鉄華団実働三番隊の元ヒューマンデブリ、クレストにとって一番古い記憶は、一番思い出したくない記憶………母さんと一緒に乗っていた客船が海賊に襲われて――――崩落した通路に呑み込まれて目の前で、母さん………だったものが潰れた時。

 

 持ち物も全部無くなった。買ってもらったバイオリンも、地球の家から持ってきた荷物も全部。

 

 どこにも逃げ場所なんて無くて、怖くて、悲しくて、心の何もかもがグチャグチャになって、その場でうずくまっていた所を、海賊の兵士に捕まった。

 着ているもの全部を奪われて、汚い袋の中に押し込められて、殴られて……お前はもう人間じゃない、デブリだ。と何回も、何回も耳元で怒鳴られて―――――

 

 助けて、と何度も祈った。

 その度に……お前はデブリだ、と罵られ、何度も殴られた。

 デブリは助からない、とすぐに理解した。

 

 

 ヒューマンデブリが売られる先は、どこもまともな所じゃない。阿頼耶識を埋め込まれて輸送業者の荷役用デブリとして。次はコロニーの外壁修理、クズ拾い、物乞い、売春宿の下働き。どれだけ働いても残飯をぐちゃぐちゃにしたような食事しかもらえず、大人たちに毎日殴られ、蹴られ、周りの仲間もすぐに死ぬか、自分の境遇を考えすぎるヤツは自分から命を絶った。

 

 自分が昔どこで何をしていたのか。

 何でこんなことをしているのか。

 すぐに分からなくなって、自分はただの〝道具〟だと考えるようになった。

 

酷使されすぎて働けなくなったデブリは、宇宙に捨てられるか、裏路地に繋がれたまま飢え死にして野良犬の餌になるか、まだ動ける者はヒューマンデブリの行先として最低と言われる、宇宙海賊の捨て駒としてひと山何ギャラーという安値で売り飛ばされていく。クレストも、何日過ぎたか数えるのを止めてしばらくした後、飼い主に「もうコイツは使えない」と殴り飛ばされて、また汚い袋に詰められて………行きついたのがブルワーズだった。

 

 

 最初に銃を持たされて、襲った船の乗組員を撃つよう命令されて、引き金を引いた時。

 陸戦隊に回されて、薬を嗅がされて、訳が分からないまま襲撃した貨物船で戦った時。何十人とデブリが突撃させられて、生き残ったのはクレストと数人。

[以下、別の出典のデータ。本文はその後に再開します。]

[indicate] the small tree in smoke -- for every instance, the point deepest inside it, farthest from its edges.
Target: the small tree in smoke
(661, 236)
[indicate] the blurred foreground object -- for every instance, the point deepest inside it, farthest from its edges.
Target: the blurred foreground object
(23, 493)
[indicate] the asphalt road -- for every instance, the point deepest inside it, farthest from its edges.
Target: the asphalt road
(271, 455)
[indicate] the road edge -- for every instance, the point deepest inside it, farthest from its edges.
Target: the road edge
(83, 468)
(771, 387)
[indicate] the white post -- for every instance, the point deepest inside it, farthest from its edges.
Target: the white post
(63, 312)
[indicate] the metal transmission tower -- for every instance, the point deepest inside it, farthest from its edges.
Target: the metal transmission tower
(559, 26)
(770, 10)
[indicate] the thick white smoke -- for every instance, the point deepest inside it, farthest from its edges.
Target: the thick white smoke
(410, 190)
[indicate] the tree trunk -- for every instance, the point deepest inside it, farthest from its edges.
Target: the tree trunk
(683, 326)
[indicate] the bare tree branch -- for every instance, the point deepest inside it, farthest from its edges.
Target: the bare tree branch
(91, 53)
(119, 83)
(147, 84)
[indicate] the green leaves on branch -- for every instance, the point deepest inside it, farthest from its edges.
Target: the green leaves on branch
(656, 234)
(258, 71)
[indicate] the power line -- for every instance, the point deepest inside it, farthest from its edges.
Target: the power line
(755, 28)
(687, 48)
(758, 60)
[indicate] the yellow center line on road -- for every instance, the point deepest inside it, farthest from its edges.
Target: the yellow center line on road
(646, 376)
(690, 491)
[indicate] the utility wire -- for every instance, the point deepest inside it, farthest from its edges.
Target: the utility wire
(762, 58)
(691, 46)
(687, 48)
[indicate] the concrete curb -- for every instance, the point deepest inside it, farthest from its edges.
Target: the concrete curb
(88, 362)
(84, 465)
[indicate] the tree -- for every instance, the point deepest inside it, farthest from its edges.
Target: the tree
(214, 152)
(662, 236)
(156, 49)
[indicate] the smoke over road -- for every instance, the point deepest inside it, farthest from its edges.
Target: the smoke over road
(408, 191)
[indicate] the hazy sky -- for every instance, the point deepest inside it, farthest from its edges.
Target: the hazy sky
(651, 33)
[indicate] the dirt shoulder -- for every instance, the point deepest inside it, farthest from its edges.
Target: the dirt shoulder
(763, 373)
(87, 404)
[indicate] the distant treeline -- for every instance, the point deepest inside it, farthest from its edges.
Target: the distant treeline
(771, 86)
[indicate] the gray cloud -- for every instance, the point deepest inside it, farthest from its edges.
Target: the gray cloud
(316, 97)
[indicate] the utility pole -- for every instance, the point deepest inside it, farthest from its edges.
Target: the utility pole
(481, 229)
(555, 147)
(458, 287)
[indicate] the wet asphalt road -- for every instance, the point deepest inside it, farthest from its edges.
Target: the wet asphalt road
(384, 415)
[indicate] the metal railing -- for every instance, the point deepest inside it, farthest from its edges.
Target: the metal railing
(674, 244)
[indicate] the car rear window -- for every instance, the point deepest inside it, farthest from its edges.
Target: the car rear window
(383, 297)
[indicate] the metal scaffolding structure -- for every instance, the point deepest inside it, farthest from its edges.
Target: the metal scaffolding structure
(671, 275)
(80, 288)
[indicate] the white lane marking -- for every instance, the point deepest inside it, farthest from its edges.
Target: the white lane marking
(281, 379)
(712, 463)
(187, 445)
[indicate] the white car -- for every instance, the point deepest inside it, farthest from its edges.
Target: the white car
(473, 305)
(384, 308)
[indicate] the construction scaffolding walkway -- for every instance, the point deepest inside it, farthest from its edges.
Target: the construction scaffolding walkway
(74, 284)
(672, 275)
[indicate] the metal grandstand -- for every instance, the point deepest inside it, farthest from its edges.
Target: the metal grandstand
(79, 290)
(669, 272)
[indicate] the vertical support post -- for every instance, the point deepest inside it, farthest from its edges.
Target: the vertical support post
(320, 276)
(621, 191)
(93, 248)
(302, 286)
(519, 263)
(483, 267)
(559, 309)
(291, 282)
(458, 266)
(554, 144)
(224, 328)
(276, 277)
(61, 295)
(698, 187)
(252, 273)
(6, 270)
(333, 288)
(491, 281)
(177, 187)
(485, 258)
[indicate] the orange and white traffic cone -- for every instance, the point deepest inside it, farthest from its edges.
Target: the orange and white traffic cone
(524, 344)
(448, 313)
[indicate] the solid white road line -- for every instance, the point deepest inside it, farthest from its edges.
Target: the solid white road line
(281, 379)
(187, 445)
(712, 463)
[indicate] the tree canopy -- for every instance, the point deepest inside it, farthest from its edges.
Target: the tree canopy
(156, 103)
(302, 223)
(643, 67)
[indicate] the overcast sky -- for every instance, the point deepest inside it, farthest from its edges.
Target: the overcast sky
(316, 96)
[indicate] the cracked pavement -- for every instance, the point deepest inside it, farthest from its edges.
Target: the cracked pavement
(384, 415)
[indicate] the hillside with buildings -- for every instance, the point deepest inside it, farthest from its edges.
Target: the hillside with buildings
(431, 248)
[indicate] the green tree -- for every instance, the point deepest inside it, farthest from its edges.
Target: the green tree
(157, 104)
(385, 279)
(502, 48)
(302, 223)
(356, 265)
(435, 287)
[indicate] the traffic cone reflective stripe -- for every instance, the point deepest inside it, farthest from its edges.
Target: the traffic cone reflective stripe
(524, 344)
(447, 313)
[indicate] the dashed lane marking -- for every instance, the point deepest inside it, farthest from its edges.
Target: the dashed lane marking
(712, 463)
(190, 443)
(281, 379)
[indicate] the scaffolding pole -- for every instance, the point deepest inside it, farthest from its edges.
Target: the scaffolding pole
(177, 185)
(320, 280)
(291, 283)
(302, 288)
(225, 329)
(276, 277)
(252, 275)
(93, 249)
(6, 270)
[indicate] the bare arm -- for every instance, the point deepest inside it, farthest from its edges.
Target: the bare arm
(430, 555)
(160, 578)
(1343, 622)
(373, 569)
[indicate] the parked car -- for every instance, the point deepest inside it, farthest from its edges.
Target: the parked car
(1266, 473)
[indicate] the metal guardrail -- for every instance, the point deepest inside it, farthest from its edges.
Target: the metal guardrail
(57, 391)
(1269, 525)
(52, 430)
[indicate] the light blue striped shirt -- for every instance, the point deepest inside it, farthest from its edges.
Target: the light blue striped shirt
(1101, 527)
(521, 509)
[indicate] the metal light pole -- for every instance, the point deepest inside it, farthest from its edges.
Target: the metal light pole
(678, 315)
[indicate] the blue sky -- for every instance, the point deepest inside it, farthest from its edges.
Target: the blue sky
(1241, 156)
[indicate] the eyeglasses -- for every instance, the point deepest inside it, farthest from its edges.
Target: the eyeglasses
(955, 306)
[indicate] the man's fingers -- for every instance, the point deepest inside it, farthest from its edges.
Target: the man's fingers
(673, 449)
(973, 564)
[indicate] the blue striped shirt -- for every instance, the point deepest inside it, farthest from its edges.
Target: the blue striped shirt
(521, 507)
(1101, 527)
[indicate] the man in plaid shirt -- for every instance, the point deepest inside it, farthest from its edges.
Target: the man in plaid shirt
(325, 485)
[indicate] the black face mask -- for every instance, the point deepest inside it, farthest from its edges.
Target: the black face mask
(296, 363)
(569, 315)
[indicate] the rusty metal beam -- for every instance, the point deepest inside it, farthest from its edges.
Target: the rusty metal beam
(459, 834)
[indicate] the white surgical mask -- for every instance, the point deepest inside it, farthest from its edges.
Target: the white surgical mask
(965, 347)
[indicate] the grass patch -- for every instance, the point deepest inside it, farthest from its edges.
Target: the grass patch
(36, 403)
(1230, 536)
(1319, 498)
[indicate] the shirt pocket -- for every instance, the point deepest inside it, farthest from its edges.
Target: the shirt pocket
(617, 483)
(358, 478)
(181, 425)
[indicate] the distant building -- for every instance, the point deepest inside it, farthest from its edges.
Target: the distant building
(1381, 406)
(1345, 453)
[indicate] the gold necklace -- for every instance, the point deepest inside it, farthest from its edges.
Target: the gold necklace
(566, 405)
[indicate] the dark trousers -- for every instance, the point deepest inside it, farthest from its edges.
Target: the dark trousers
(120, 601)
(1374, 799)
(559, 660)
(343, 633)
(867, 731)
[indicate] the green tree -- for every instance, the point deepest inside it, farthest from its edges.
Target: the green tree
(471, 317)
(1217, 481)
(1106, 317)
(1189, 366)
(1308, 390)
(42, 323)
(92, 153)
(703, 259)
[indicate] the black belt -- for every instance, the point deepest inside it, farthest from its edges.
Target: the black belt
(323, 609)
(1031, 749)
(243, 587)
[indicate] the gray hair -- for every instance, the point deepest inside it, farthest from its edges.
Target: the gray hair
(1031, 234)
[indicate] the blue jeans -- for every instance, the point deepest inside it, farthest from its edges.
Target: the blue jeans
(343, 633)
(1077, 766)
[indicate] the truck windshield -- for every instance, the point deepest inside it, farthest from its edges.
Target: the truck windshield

 モビルスーツの人手が足りなくなって、阿頼耶識のショックに耐えられたクレストが予備のパイロットに選ばれた。

 

 襲って、

 殺して、

 剥いで、

 奪って、

 

 殴られて、

 働かされて、

 毎日腹が減って、

 喉も乾いて、

 海賊の捌け口にさせられて、

 

 

 

―――――今日まで過酷な世界で生きてきたお前らは、宇宙で生まれ、宇宙で死ぬことを恐れない、誇り高き………選ばれた奴らだ!

 

一緒に行くぞ。鉄華団は、お前たちを歓迎する。ヒューマンデブリとしてじゃねえ。鉄華団の新たな一員として。仲間として

 

 

 

 その言葉で、オルガ団長はブルワーズのヒューマンデブリ全員を、鉄華団に迎え入れてくれた。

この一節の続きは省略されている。